What would it be? Perhaps a vast library filled with the greatest poems and prose, exalting the all-wise and rational truth of God. Or maybe an intricate system of precise scales on which things could be measured and weighed, demonstrating the goodness of God. Perhaps an immense museum filled with paintings and sculptures, with harmonious music in the background, showing the beauty of God.

Instead, God invented toes and knees and hips and elbows and shoulders and vertebrae and teeth, all out of dust, and then breathed life into it. A little while later He made a complimentary creature out of chest-bone, giving that creature more curves and some different internal parts. God ordained their uniqueness and their covenantal oneness, celebrating their relationship as a pattern for all time.

Then God said, “Let us make man in our image, after our likeness. And let them have dominion over the fish of the sea and over the birds of the heavens and over the livestock and over all the earth and over every creeping thing that creeps on the earth.”

So God created man in his own image,
in the image of God he created him;
male and female he created them.

Genesis 1:26–27

When the Maker addressed Adam and Eve He gave them a mandate, recorded for us in Genesis 1:28.

And God blessed them. And God said to them, “Be fruitful and multiply and fill the earth and subdue it, and have dominion over the fish of the sea and over the birds of the heavens and over every living thing that moves on the earth.”

Genesis 1:28

God said: Have kids, who have kids, who move out of the house, and figure out how to build houses, and keep bugs out of your houses, and later make an online shop to buy things to furnish those houses. Here was a human task, to have and enjoy families, to invent and extend work.

This is what God thinks is good. He patterned weeks for us by His own work. He also patterned equal but different relationships for us.

So: the things of earth are not keeping us from what God thinks is good. Even verse 29 is as if God couldn’t wait to show Adam the goods. “And God said, ‘Behold, I have given you every plant yielding seed that is on the face of all the earth, and every tree with seed in its fruit.
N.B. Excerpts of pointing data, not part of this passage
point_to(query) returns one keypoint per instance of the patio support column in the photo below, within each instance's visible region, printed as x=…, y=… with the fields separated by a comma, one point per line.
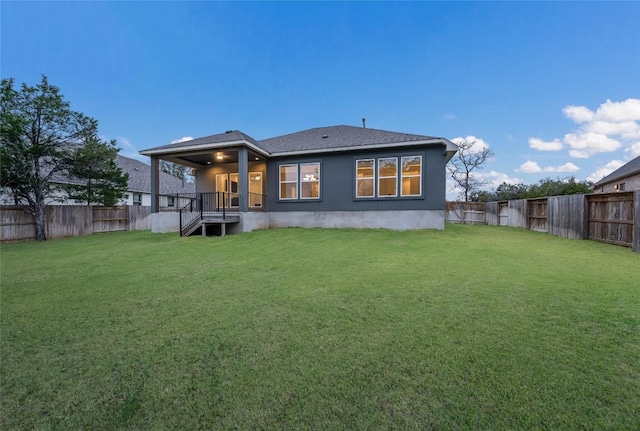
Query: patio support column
x=243, y=178
x=155, y=183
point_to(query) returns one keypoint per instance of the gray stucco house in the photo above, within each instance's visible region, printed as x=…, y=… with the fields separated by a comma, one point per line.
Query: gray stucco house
x=337, y=176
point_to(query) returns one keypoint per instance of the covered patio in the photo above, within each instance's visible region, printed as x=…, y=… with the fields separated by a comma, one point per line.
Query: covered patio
x=230, y=173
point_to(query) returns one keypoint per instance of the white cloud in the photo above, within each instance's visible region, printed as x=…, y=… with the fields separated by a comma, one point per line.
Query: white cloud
x=579, y=114
x=540, y=145
x=127, y=149
x=567, y=167
x=611, y=126
x=478, y=144
x=183, y=139
x=628, y=110
x=602, y=172
x=585, y=144
x=530, y=167
x=633, y=150
x=625, y=129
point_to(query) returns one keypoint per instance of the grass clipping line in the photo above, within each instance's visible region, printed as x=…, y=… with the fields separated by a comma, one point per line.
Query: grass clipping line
x=475, y=327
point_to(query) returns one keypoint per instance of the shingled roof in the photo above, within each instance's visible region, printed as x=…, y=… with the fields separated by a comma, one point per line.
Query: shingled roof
x=336, y=137
x=631, y=168
x=320, y=139
x=140, y=178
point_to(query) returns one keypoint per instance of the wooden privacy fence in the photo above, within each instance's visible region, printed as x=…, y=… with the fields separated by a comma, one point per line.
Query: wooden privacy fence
x=613, y=218
x=466, y=212
x=72, y=220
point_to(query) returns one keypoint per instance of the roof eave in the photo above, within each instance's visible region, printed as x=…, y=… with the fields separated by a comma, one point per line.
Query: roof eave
x=200, y=147
x=450, y=147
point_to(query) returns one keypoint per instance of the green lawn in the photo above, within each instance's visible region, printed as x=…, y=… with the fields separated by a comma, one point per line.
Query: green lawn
x=474, y=328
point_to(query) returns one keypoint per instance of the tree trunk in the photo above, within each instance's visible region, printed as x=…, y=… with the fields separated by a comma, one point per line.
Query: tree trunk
x=39, y=219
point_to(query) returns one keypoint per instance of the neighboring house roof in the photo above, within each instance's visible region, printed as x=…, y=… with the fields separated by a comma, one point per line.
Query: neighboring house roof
x=140, y=178
x=320, y=139
x=631, y=168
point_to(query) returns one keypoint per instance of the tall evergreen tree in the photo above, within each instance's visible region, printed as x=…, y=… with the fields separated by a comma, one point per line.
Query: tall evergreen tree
x=95, y=175
x=36, y=132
You shall have them for food.’” (Genesis 1:29). He wanted to show Adam all the variety of veggies available for eating. Eating! It’s not a chore, it’s a grace, an undeserved gift given to men. All of it, from babies to bananas, dirt and dominion, generations and exploration, genders and astronomy and sleep, God says is good.

Do we say it is good? Yes, Genesis 3 happened, and work now requires a sweat when you have to restart your computer after the software crashes. Birth involves extra pains not present previously. There are conflicts in relationships that come because of sin. But sin is also what keeps us from seeing the good world and being thankful. God didn’t give up on the human body after the fall. He gave His Son one and promises all His people a glorified one. God didn’t give up on marriage after the fall, or the blessing of faithful grandparents and parents and cultural heritage. God didn’t limit us to grits without salt and butter after the fall, He even added beef and eventually pork to the menu. And note, Adam and Eve didn’t even have a Bible to read in paradise. They had work, fruits and veggies, walks, sex, rest, and fellowship with God. That’s all GOOD.